Rubens and the flemish

The master, his atelier and his world

With the seventh great exhibition organised by the City of Como in collaboration with a number of important European galleries, for the first time the artistic events at Villa Olmo concentrate on the great paintings of the seventeenth century after six years of attention to the masters of the nineteenth and twentieth centuries. The spotlight is trained particularly on that absolute master of light and colour and architect of the destiny of the art of Europe, Pieter Paul Rubens, and on the prodigious powers of seduction and the extraordinary vision of the golden age of Flemish Baroque.  The exhibition opens up to us those religious, historical and the mythological themes woven through the works of Rubens.
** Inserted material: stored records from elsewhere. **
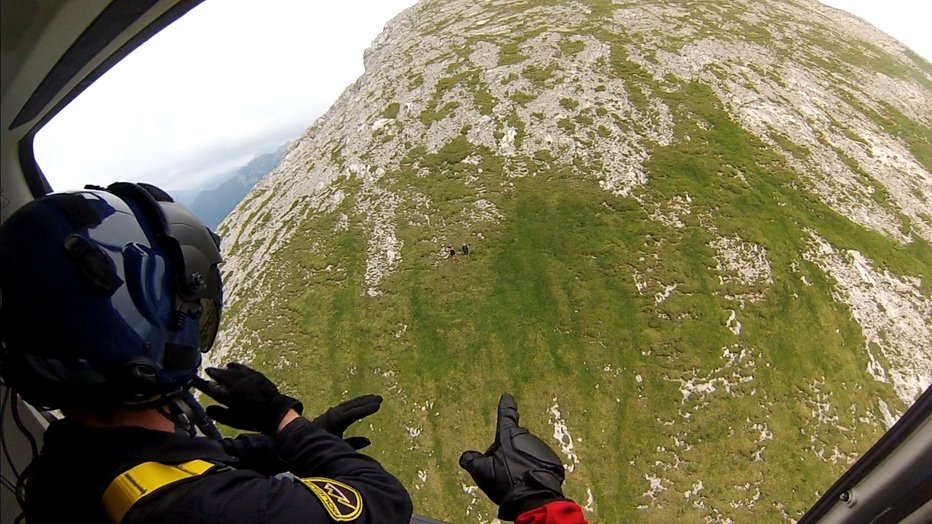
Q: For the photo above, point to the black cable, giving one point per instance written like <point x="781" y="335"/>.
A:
<point x="22" y="427"/>
<point x="6" y="449"/>
<point x="7" y="484"/>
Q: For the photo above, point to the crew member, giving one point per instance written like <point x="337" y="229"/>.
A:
<point x="109" y="298"/>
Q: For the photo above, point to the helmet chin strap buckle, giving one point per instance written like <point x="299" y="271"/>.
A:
<point x="188" y="414"/>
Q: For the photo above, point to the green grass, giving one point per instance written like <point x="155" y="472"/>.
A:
<point x="548" y="302"/>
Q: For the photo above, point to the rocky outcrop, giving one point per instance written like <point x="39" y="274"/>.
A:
<point x="724" y="212"/>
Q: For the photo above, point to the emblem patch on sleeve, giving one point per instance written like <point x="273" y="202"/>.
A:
<point x="342" y="502"/>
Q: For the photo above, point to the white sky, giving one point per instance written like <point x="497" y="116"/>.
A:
<point x="234" y="78"/>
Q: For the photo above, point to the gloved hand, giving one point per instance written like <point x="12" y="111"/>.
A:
<point x="518" y="471"/>
<point x="256" y="452"/>
<point x="338" y="418"/>
<point x="253" y="402"/>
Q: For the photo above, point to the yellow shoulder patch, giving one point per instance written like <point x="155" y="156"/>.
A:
<point x="342" y="502"/>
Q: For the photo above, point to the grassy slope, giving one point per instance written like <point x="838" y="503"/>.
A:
<point x="547" y="302"/>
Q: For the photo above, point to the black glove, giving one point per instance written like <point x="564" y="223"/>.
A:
<point x="518" y="471"/>
<point x="256" y="452"/>
<point x="253" y="402"/>
<point x="336" y="419"/>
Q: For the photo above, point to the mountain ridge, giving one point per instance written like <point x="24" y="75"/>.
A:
<point x="700" y="236"/>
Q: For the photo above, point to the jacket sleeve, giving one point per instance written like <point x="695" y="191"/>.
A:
<point x="560" y="512"/>
<point x="338" y="484"/>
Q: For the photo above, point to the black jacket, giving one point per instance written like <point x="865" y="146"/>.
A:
<point x="77" y="464"/>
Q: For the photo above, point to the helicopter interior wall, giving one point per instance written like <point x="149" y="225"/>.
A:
<point x="38" y="34"/>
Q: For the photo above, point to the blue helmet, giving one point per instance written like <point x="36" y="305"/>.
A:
<point x="108" y="297"/>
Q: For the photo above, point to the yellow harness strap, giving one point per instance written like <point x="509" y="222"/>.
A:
<point x="132" y="485"/>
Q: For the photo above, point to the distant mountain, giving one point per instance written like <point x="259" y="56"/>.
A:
<point x="701" y="250"/>
<point x="213" y="205"/>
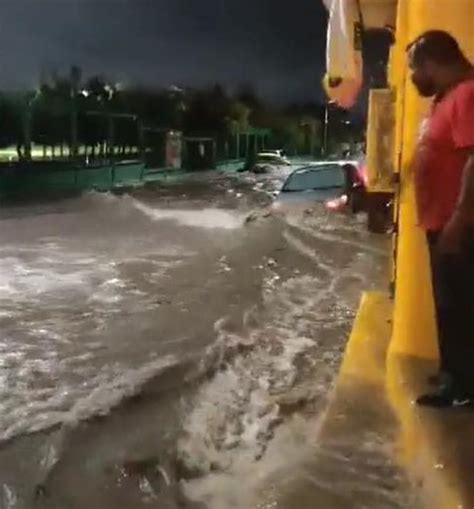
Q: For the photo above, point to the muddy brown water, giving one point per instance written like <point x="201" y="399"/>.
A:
<point x="158" y="350"/>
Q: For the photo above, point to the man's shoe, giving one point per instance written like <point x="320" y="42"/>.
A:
<point x="435" y="379"/>
<point x="444" y="399"/>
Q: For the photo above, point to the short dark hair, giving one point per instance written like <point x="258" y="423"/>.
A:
<point x="438" y="46"/>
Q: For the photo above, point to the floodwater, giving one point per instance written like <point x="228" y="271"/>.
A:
<point x="159" y="350"/>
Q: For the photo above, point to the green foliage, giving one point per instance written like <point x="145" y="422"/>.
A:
<point x="61" y="104"/>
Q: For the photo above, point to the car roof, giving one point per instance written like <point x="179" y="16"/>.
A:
<point x="269" y="153"/>
<point x="336" y="162"/>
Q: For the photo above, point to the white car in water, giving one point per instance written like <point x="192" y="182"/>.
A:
<point x="313" y="183"/>
<point x="268" y="160"/>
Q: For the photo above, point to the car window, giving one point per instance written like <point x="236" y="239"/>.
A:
<point x="269" y="159"/>
<point x="322" y="177"/>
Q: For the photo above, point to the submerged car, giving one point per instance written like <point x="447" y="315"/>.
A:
<point x="336" y="184"/>
<point x="266" y="161"/>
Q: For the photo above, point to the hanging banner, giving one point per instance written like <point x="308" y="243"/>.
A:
<point x="343" y="80"/>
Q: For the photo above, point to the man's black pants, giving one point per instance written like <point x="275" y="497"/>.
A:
<point x="453" y="286"/>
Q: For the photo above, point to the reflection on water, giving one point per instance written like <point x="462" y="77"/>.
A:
<point x="160" y="351"/>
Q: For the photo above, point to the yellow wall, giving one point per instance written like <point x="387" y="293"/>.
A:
<point x="414" y="330"/>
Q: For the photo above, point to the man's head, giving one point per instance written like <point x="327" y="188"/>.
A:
<point x="435" y="59"/>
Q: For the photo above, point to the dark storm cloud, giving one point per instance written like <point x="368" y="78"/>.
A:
<point x="277" y="44"/>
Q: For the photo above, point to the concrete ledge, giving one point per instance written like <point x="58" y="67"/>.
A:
<point x="436" y="447"/>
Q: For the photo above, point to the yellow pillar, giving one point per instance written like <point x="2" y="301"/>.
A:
<point x="414" y="329"/>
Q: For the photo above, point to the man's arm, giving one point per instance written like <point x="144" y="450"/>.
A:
<point x="465" y="205"/>
<point x="452" y="237"/>
<point x="462" y="121"/>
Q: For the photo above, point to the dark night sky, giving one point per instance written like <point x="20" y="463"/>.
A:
<point x="278" y="45"/>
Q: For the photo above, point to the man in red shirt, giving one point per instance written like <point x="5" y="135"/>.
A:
<point x="444" y="182"/>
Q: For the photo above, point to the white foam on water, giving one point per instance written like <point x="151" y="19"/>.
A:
<point x="229" y="429"/>
<point x="208" y="218"/>
<point x="69" y="405"/>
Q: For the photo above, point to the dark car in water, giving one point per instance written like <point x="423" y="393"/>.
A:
<point x="334" y="182"/>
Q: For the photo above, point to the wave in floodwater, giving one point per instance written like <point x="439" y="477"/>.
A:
<point x="205" y="218"/>
<point x="178" y="360"/>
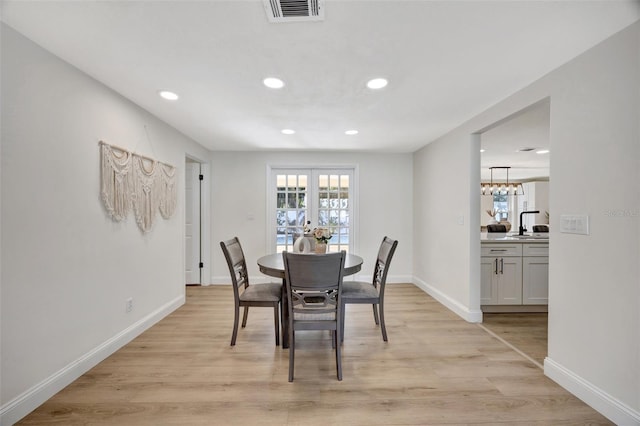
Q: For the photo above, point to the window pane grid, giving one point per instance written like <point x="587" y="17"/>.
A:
<point x="333" y="209"/>
<point x="291" y="209"/>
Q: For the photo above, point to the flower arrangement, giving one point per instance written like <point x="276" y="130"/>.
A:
<point x="322" y="235"/>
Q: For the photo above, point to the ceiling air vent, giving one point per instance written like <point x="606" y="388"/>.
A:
<point x="294" y="10"/>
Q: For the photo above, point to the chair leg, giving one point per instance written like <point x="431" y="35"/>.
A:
<point x="244" y="317"/>
<point x="375" y="314"/>
<point x="236" y="318"/>
<point x="382" y="326"/>
<point x="292" y="349"/>
<point x="343" y="305"/>
<point x="338" y="353"/>
<point x="276" y="314"/>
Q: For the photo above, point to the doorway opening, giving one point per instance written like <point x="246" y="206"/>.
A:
<point x="196" y="223"/>
<point x="514" y="294"/>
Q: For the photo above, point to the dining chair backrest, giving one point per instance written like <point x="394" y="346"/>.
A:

There are 25 masterpieces from the Gemäldegalerie of the Academy of Fine Arts, from the Liechtenstein Museum and from the Kunsthistorisches Museum of Vienna. Antwerp’s master’s works are accompanied at Villa Olmo by 40 paintings from seventeenth century Flemish painters such as Anton Van Dyck, Jacob Jordaens, Gaspar de Crayer, Pieter Boel, Cornelis de Vos and Theodor Thulden.

The Flemish masters



Alongside the masterpieces by Rubens, Villa Olmo is showing 40 canvasses by Flemish painters in his circle, including in particular a number by Anton Van Dyck, friend to and certainly most talented pupil of the master. These include the famous self-portrait of the artist as a young man and the splendid portrait of the young prince in arms, as well also as works by Jacob Jordaens, by Gaspar de Crayer and by Theodor Thulden. 
Among the Flemish paintings that stand out particularly for their skill and attention to detail are the still lifes by Pieter Boel, Jan Fyt and Jan De Heem where we see a mixing of naturalism, the exotic and artifice typical of the noble collections of the kunstkammern so much the rage in the low countries in the seventeenth century. Good examples are the  Still life with a globe, carpet and a cockatoo by Pieter Boel, the Fruit still life with monkey by Jan Fyt and the sumptuous Still life with parrot by Jan Davidsz de Heem. A variant of the still life that was much appreciated in Flanders in the mid sixteen hundreds was the hunting theme, well represented in the exhibition by such works as The white peacock by Jan Weenix (1693) and the two versions of Still life with fowl by Jan Fyt and Melchior Hondecoeter respectively.